Claims relating to Odour and air pollution

Claims relating to unpleasant odours and air quality/air pollution generally can arise in a variety of settings. Legal remedies include civil nuisance and statutory nuisance and the planning and permitting system.

Where there is an odour which is causing unreasonable interference with the use and enjoyment of property, there may be a claim in nuisance (to stop or reduce the odour and/or seek compensation). As with other claims for nuisance, the courts will consider the locality, the purpose of the activity causing the odour, and the frequency and severity of the odour (the extent to which it would affect a person of ordinary sensibility): objectively, is it something you should be expected to put up with? Because of the intangible nature of odour (“the wind was blowing the wrong way”), it can often be hard to obtain reliable evidence of the frequency and severity of the odour. Experts can often address this, as well as proper assessment of air quality impact (“what is actually coming out of the chimney?”).

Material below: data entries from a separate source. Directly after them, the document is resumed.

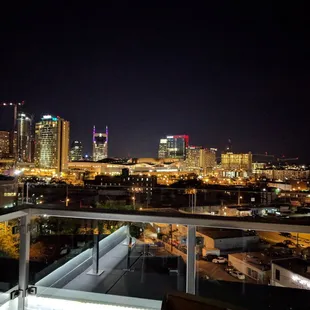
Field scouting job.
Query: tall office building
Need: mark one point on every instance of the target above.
(193, 158)
(4, 144)
(231, 161)
(24, 136)
(100, 144)
(162, 150)
(173, 147)
(76, 151)
(52, 143)
(199, 159)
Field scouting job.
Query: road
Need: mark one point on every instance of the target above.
(212, 270)
(274, 237)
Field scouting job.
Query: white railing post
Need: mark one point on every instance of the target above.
(24, 249)
(191, 260)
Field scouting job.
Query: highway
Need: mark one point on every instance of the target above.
(274, 237)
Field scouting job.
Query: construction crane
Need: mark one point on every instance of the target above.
(15, 105)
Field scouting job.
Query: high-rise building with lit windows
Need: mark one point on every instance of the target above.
(100, 144)
(162, 150)
(52, 143)
(199, 159)
(4, 144)
(232, 161)
(173, 147)
(76, 151)
(24, 136)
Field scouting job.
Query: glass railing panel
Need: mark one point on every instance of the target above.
(9, 263)
(139, 260)
(253, 269)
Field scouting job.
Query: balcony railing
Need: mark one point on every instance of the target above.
(133, 260)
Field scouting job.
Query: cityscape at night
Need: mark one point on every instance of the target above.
(154, 157)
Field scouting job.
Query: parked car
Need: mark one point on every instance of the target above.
(280, 245)
(237, 274)
(229, 269)
(209, 257)
(219, 260)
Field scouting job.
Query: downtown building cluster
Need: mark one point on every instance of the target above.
(46, 144)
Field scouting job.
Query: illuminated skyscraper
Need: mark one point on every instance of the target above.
(199, 159)
(52, 143)
(76, 152)
(100, 144)
(231, 161)
(162, 150)
(173, 147)
(24, 136)
(4, 144)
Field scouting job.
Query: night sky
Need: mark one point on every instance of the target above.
(145, 69)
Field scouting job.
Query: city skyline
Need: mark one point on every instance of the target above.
(226, 146)
(226, 72)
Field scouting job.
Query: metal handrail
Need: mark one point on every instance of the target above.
(144, 216)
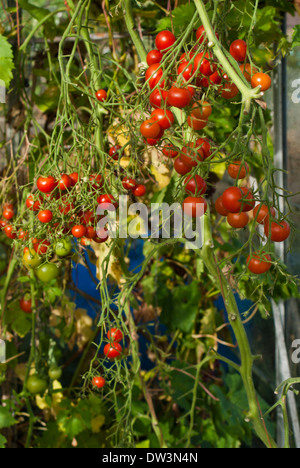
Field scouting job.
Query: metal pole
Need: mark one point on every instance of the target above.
(279, 310)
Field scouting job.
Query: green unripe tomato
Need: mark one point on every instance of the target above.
(47, 272)
(36, 384)
(63, 247)
(54, 372)
(31, 259)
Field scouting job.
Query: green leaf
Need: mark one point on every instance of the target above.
(296, 36)
(6, 61)
(6, 419)
(2, 441)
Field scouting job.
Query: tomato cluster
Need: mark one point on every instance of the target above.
(236, 202)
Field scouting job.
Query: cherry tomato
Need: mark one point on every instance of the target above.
(262, 212)
(179, 97)
(31, 259)
(74, 178)
(47, 272)
(201, 35)
(238, 50)
(114, 334)
(46, 184)
(164, 117)
(158, 97)
(114, 152)
(10, 231)
(194, 206)
(101, 95)
(96, 181)
(203, 64)
(259, 263)
(139, 190)
(280, 231)
(170, 151)
(229, 91)
(113, 350)
(129, 183)
(45, 216)
(164, 40)
(40, 246)
(191, 154)
(185, 70)
(180, 167)
(196, 124)
(204, 145)
(55, 372)
(98, 382)
(262, 80)
(195, 185)
(36, 384)
(153, 75)
(201, 110)
(238, 220)
(220, 207)
(150, 129)
(78, 230)
(107, 201)
(8, 213)
(153, 56)
(26, 305)
(63, 247)
(238, 170)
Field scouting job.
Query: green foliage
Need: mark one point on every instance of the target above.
(6, 61)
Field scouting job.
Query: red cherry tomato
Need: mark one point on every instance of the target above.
(280, 231)
(201, 35)
(194, 206)
(129, 183)
(170, 151)
(45, 216)
(164, 40)
(153, 75)
(8, 213)
(262, 212)
(238, 50)
(238, 170)
(10, 231)
(220, 208)
(158, 97)
(195, 185)
(154, 56)
(98, 382)
(180, 167)
(101, 95)
(262, 80)
(179, 97)
(46, 184)
(78, 230)
(259, 263)
(150, 128)
(113, 350)
(164, 117)
(238, 220)
(114, 334)
(139, 190)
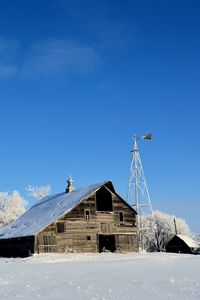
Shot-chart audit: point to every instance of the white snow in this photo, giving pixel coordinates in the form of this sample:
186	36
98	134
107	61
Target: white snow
105	276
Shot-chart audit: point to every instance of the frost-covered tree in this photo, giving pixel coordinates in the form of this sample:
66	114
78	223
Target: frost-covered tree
39	192
156	237
12	206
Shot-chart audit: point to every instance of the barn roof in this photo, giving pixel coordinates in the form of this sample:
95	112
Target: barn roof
188	241
48	211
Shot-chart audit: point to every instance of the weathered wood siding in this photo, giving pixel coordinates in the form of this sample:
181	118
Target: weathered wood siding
81	235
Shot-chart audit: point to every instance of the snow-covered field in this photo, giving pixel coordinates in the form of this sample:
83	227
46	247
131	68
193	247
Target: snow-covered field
101	276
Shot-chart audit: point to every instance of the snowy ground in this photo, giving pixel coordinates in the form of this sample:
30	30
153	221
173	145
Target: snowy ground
101	276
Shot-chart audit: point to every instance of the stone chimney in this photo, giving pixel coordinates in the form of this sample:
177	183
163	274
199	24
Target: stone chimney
70	186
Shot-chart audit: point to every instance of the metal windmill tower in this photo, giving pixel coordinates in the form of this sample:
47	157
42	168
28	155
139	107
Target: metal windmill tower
138	194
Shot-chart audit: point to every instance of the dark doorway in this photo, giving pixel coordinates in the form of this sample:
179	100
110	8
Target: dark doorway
104	200
107	243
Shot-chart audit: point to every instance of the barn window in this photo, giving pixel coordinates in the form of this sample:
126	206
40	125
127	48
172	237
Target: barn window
47	240
104	200
121	216
60	227
87	214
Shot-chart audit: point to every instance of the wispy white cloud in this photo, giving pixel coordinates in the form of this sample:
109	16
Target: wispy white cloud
53	56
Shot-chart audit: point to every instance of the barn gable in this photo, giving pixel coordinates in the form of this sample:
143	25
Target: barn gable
48	211
84	220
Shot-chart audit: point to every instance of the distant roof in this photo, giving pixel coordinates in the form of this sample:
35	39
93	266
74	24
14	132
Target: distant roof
47	211
188	240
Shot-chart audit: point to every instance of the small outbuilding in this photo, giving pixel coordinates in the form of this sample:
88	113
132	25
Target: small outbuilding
89	219
183	244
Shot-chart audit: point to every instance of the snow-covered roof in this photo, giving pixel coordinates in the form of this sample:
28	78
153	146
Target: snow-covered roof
188	240
48	211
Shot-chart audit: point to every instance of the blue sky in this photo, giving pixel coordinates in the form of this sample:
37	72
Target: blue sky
78	78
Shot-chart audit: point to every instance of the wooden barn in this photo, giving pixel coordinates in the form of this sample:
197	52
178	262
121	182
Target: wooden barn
183	244
91	219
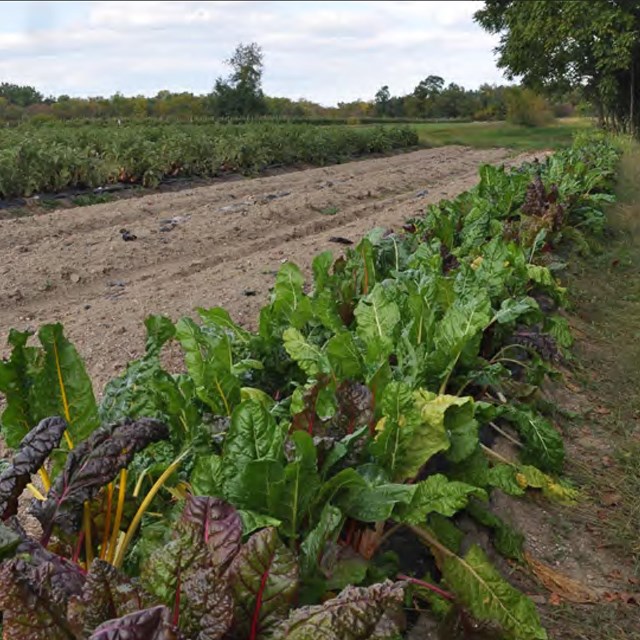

Claims may be taken in civil or statutory nuisance. Availability of the latter may depend on whether the odour nuisance arises on industrial, trade or business premises and whether it is the result of fumes or gases, and “prejudicial to health”. Odour nuisance may result from some process controlled by a local authority and/or a permit, which can be enforced against. Or the local authority can act under its own statutory nuisance powers to require the nuisance to be abated.

Similarly, potential increases in odour/air pollution can be addressed in the planning process (for example where a development will lead to increases in odour or other air pollutants, or increased traffic will lead to changes in air quality).